As described above, according to the present invention,
Each of the N first storage means 10 operates in parallel, and N
By operating the data processing units 1 independently and in parallel, it is possible to process the data stored in the N first storage units 10 in the arrangement unique to the vector computer or the like. Further, according to the circuit configuration of the present invention, the circuit amount can be reduced, the cost of the parallel processing device can be reduced, and the reliability thereof can be improved.

[Brief description of drawings]

FIG. 1 is a block diagram of the principle of the present invention.

FIG. 2 is a block diagram of a parallel processing circuit showing an embodiment of the present invention.

FIG. 3 is a timing diagram of the parallel processing circuit according to the embodiment of the present invention.

FIG. 4 is a block diagram of a main part of a vector calculation device.

FIG. 5 is an explanatory diagram of a technical background of the present invention.

FIG. 6 is a block diagram of a parallel processing circuit showing a conventional example.

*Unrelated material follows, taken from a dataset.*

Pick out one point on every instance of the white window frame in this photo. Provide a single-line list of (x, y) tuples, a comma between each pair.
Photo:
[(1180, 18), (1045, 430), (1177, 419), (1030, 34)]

FIG. 7 is a timing diagram of a parallel processing circuit of a conventional example.

[Explanation of symbols]

 1 N data processing units 10 N first storage means 20 second storage means 30 first selection means 2i address signal 10b memory ADD adder B0-B3 bank OR OR circuit REG0-REG3 register SEL3A- SEL3D, SEL4, SEL5 selector

Claims (3)

[Claims] 1. A device for performing parallel processing by a plurality of N data processing units (1), the N first storage means (10) having mutually common addresses and operating independently. And address data (2i) for serially inputting data designating addresses of the N first storage means 10 corresponding to the N data processing units 1, and an input stage and a final stage. The memory unit has N stages, the address data (2i) is input to the input stage and shifted toward the final stage, and the output of the memory unit of each stage is used as an address signal to correspond to the N first corresponding units. Second storage means (20) for supplying to each of the storage means (10) of the
The data read from each of the N first storage means (10) on the basis of the address signal from each storage section of the storage means (20) is processed by the N data processing corresponding to the address. A parallel processing device comprising: a first selecting means (30) for outputting to one of the units (1). 2. N sets of external address signals (4i) externally input corresponding to the N data processing units (1), and a storage unit at a final stage of the second storage unit (20). Selecting means (50) for adding a predetermined data (51) to the address data, the N sets of address data input by the external address signal (4i) and the output data of the adding means (50) 2. The parallel processing apparatus according to claim 1, further comprising a second selecting means (40) for outputting the address signal (2i). 3. An increment signal (6i) externally input corresponding to the N number of data processing units (1), and the second storage means (20) from among the increment signals (6i). The N data processing units (1) corresponding to the address data in the storage unit at the final stage of
Select the increment signal corresponding to the above-mentioned predetermined data (51)
3. The parallel processing apparatus according to claim 2, further comprising a third selecting means (60) for outputting as.